Aber man muss nicht lange traurig sein, denn das Spiel wiederholt sich nun weitere sieben Staffeln. Fast jede Staffel beginnt damit, dass jemand Neues in die Wisteria Lane zieht. Jeder neue Nachbar hat ein völlig absurdes Geheimnis, das entweder einen angeketteten, zurückgebliebenen Sohn im Keller oder einen mehr oder weniger unabsichtlichen Mord oder ein paar fette Dollarbündel hinter dem doppelten Boden im Küchenregal beinhaltet und versucht alles Menschenmögliche, dieses Geheimnis auch geheim zu halten.

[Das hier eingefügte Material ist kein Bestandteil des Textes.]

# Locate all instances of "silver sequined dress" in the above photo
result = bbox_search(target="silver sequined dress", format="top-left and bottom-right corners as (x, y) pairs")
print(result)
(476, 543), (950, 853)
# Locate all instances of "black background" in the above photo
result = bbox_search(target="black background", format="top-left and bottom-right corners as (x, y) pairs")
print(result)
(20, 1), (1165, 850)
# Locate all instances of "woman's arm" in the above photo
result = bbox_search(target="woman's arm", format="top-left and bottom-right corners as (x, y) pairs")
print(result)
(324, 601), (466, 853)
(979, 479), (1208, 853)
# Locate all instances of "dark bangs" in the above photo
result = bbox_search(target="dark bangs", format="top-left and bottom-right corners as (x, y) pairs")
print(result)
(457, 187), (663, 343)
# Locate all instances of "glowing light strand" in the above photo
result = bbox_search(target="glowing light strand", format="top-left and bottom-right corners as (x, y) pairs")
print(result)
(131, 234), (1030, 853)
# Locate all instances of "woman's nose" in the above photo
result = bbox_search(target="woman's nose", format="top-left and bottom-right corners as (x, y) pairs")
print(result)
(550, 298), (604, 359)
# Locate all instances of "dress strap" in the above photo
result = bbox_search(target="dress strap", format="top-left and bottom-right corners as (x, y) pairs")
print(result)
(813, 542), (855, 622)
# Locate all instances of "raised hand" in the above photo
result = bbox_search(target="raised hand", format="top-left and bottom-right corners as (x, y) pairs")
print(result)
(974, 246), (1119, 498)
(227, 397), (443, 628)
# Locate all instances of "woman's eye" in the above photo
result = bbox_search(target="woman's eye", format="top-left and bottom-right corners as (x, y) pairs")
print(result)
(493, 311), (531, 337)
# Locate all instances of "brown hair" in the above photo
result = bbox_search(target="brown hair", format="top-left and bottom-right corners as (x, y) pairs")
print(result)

Die Hobbydetektive aus der Nachbarschaft lassen aber nicht lange auf sich warten und haben das Geheimnis spätestens zum Staffelende gelöst. Wenn jemand Pech hat, fängt vielleicht noch ein Haus zu brennen an oder ein Flugzeug stürzt in ein Straßenfest. Ich glaube, es ist eigentlich statistisch unmöglich, dass so viele Mörder, Verrückte, Betrüger und gelangweilte Hausfrauen auf so einem kleinen Fleck zusammenwohnen. Vielleicht habe ich aber auch einfach nur ein idealisiertes Bild der Menschheit, in dem nur ein Verrückter pro Nachbarschaft Platz hat.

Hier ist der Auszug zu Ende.